# Predict the result of French elections

Sorry but this is a very rough draft written for myself.

## Introduction

Dimensions:

• Elections $$e = 1, \dots, E$$
• Parties $$p = 1, \dots, P$$
• Pollsters $$h=1, \dots, H$$
• Time $$t = t_0-N, \dots, t_0$$

Latent variables:

• Intercept with polls $$\iota$$
• Latent party $$p$$ popularity at day $$t$$ with polls: $$\mu_{p, t}$$
• House effect for model with polls $$\alpha_k$$ where $$k=1, \dots, n_{pollsters}$$
• Intercept with results and fundamentals $$\tilde{\iota}$$
• House effect for model with results and fundamentals $$\tilde{\alpha}_k$$
• Poll biais (what is this?)
• Latent party $$m$$ popularity at day $$t$$ with fundamentals: $$\tilde{\mu}_{m, t}$$

We integrate two different models:

• A model that aggregates polls and tries to infer the "true" intentions
• A model that uses fundamental data to predict the results on election days
• Both models are integrated as we relate the results to the "true" intention at time $$T$$ of the election, which is connected to the intentions at previous time steps.
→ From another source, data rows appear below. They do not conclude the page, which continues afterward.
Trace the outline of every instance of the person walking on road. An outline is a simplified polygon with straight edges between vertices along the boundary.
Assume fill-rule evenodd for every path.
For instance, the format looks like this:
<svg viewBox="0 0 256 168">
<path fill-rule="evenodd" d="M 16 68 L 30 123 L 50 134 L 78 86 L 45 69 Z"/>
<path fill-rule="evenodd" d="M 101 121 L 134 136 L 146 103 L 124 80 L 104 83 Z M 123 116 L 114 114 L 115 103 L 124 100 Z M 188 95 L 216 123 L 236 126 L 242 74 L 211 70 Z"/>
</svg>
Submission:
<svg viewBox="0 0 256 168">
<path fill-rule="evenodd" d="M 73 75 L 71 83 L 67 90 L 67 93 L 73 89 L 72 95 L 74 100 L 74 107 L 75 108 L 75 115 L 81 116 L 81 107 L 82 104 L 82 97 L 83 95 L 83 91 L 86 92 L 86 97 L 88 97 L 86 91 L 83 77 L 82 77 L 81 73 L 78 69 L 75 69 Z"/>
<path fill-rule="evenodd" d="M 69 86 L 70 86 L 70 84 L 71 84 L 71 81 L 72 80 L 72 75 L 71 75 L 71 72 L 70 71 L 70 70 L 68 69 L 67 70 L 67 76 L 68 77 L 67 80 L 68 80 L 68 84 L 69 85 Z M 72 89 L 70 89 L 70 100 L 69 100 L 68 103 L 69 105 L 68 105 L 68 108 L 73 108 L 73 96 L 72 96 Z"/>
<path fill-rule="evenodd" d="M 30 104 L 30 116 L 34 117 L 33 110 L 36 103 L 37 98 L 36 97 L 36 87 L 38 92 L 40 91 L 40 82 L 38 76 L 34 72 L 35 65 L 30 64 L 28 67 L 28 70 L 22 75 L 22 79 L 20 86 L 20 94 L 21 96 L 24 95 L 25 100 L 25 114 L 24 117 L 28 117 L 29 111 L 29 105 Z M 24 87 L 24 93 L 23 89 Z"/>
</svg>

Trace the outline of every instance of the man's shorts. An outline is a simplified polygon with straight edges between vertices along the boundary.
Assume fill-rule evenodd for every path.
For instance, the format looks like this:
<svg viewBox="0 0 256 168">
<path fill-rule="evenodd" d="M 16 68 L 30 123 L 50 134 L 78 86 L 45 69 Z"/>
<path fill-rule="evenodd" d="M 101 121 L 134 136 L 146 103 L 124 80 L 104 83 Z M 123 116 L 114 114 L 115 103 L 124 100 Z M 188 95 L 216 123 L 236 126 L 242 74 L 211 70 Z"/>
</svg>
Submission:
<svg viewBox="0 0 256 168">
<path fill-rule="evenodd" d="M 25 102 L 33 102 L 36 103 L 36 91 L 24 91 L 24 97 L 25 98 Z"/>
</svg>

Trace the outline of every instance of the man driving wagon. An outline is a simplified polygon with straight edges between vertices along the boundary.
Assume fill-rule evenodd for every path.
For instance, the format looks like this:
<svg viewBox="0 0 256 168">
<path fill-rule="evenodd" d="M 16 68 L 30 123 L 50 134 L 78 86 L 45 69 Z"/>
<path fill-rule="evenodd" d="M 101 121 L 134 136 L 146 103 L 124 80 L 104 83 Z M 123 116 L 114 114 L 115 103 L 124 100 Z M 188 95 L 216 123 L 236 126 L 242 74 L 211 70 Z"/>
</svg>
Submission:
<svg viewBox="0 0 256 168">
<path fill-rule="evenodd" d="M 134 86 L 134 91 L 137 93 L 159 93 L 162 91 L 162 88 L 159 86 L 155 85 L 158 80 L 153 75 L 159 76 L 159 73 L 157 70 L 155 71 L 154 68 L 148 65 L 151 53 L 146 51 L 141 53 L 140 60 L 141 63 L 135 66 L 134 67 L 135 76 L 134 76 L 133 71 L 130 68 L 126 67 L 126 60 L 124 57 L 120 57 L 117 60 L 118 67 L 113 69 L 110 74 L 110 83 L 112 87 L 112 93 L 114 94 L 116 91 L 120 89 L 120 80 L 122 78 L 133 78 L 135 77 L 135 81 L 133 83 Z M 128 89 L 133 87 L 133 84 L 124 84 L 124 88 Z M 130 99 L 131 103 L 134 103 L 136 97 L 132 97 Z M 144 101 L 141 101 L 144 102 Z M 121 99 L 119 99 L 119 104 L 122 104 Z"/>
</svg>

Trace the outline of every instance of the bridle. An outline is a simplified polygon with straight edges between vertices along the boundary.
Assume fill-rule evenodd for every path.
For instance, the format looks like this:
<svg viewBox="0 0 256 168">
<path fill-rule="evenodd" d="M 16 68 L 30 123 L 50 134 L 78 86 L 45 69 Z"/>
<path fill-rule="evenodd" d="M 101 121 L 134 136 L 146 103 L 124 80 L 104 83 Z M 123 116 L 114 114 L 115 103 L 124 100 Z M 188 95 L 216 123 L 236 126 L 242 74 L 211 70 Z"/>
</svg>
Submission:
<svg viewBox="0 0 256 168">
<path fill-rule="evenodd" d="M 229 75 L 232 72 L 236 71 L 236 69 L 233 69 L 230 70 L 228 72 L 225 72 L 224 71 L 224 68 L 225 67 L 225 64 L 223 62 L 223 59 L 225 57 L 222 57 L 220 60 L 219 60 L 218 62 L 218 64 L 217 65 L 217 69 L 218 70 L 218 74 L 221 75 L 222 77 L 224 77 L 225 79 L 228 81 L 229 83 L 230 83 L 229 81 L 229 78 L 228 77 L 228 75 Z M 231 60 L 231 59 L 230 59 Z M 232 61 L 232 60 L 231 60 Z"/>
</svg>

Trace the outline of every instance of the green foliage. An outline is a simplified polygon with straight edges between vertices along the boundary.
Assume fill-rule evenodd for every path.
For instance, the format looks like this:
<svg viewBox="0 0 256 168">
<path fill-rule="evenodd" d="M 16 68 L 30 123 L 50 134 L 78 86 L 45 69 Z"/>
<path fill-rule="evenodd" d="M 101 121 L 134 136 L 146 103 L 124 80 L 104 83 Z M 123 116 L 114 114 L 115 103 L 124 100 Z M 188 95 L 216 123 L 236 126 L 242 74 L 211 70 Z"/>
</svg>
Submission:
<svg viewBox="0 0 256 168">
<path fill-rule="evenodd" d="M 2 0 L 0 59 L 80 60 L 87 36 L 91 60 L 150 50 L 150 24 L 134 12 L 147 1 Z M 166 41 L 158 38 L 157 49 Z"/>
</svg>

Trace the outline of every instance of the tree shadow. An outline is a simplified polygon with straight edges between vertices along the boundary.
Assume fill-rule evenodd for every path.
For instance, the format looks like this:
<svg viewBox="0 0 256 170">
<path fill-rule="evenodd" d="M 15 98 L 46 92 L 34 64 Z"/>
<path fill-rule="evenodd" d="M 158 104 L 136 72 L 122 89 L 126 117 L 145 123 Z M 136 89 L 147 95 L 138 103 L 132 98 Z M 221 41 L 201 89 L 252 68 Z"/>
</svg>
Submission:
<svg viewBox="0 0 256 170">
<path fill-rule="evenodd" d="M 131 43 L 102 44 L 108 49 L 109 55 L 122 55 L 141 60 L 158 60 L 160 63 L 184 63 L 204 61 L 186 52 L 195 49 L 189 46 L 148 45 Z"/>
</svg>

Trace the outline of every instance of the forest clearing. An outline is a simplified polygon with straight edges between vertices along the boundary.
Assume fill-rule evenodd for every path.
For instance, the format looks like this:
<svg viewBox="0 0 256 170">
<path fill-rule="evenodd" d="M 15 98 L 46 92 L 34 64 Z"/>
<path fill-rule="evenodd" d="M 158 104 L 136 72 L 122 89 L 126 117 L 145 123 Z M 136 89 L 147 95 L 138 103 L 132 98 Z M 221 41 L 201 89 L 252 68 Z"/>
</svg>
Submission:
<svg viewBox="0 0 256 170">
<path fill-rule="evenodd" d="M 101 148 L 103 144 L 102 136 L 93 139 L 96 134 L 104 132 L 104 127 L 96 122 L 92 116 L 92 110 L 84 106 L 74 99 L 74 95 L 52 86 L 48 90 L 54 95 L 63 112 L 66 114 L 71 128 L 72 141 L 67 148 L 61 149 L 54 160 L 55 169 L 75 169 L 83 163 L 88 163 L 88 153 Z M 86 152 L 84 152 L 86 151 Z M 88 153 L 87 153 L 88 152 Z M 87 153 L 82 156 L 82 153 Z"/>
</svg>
We use Gaussian processes to model the time evolution of the different parameters. However:

• We use 1D gaussian processes, one for each party where we could use a multidimensional GP with a dense covariance matrix instead (and thus model the 'transfers');
• We use the Squared exponential kernel but the Ornstein-Uhlenbeck kernel should be more adaptated as a stochastic process. We could also try a non-stationary kernel as the Wiener kernel (I don't see why the distribution should be stationary here)
• The value of the parameter is the sum of three parameters modeled by GPs with different timescales. Can we do better than this?

## Intercepts

\begin{align*} \sigma_{\iota} &\sim \operatorname{HalfNormal}(0.5)\\ \iota_{e,p} &\sim \operatorname{ZeroSumNormal}(0, \sigma_{\iota}) \end{align*} \begin{align*} \sigma_{\tilde{\iota}} &\sim \operatorname{HalfNormal}(0.5)\\ \tilde{\iota}_{p} &\sim \operatorname{ZeroSumNormal}(0, \sigma_{\tilde{\iota}}) \end{align*}

## House effect

The systemic poll biais shared by every pollster for each political party:

$$\zeta_{p} \sim \operatorname{ZeroSumNormal}(0, 0.15)$$

The house effet per party

$$\epsilon_{h,p} \sim \operatorname{ZeroSumNormal}(0, 0.15)$$

And the house effect per (election, party)

\begin{align*} \sigma_{\tilde{\epsilon}, h, p} &\sim \operatorname{HalfNormal}(0.15)\\ \tilde{\epsilon}_{h, p, e} &= \sigma_{\tilde{\epsilon}, h, p} \;\operatorname{ZeroSumNormal}(0, 1) \end{align*}

## Fundamental data

Idea that elections are simple to predict using fundamental data. Here we model the unemployment effect $$\nu_u$$:

$$\nu_u \sim \operatorname{ZeroSumNormal}(0, 0.15)$$

## Time evolution

We model the time evolution of parties' latent popularity with 3 gaussian processes with different length scales to catch the different time scales of the process.

## Combine the factors

### Poll aggregator

$$\lambda_{h, t, e, p} = \tilde{\iota}_{p} + \iota_{e,p} + \mu_{t,p} + \tilde{\mu}_{t,e,p} + \zeta_{u} \; U_{t} + \zeta_{p} + \epsilon_{h,p} + \tilde{\epsilon}_{h,p,e}$$

We then note the vector $$\mathbf{p}_{h, t, e} = \left(p_{h,t,e,Green}, \dots, p_{h,t,e,Left}\right)$$ and write

$$\mathbf{p}_{h, t, e} = \operatorname{Softmax}(\lambda_{h, t, e})$$

The latent popularity is given by removing the house effects & poll biases:

$$\mathbf{p}^{latent}_{h,t,e} = \operatorname{Softmax}\left(\tilde{\iota}_{p} + \iota_{e,p} + \mu_{tp} + \tilde{\mu}_{t,e,p} + \nu_{u} \; U_{t}\right)$$

### Fundamentals model

$$\tilde{p}_{h, t, e, p} = \operatorname{Softmax}\left(\tilde{\iota}_{p} + \iota_{e,p} + \mu_{t_0,p} + \tilde{\mu}_{t_0,e,p} + \nu_{u} \; U_{t_0}\right)$$

## Connect to poll results and election results

The concentration parametrer:

$$\alpha \sim \operatorname{InverseGamma}(1000, 100)$$

We note $$n_{h, p, t, e}$$ the result of a poll at time $$t$$ for party $$p$$, and $$N_{t}$$ the number of respondents:

$$n_{h, p,t, e} \sim \operatorname{DirichletMultinomial}(\alpha\,p_{hpte}, N_{t})$$

We note $$r_{pe}$$ the result for party $$p$$ at election $$e$$, $$R_e$$ the number of voters and we write

$$r_{pe} \sim \operatorname{DirichletMultinomial}\left(\alpha\;\tilde{p}_{pe}, R_{e}\right)$$

Q: What if there are several polls in one day?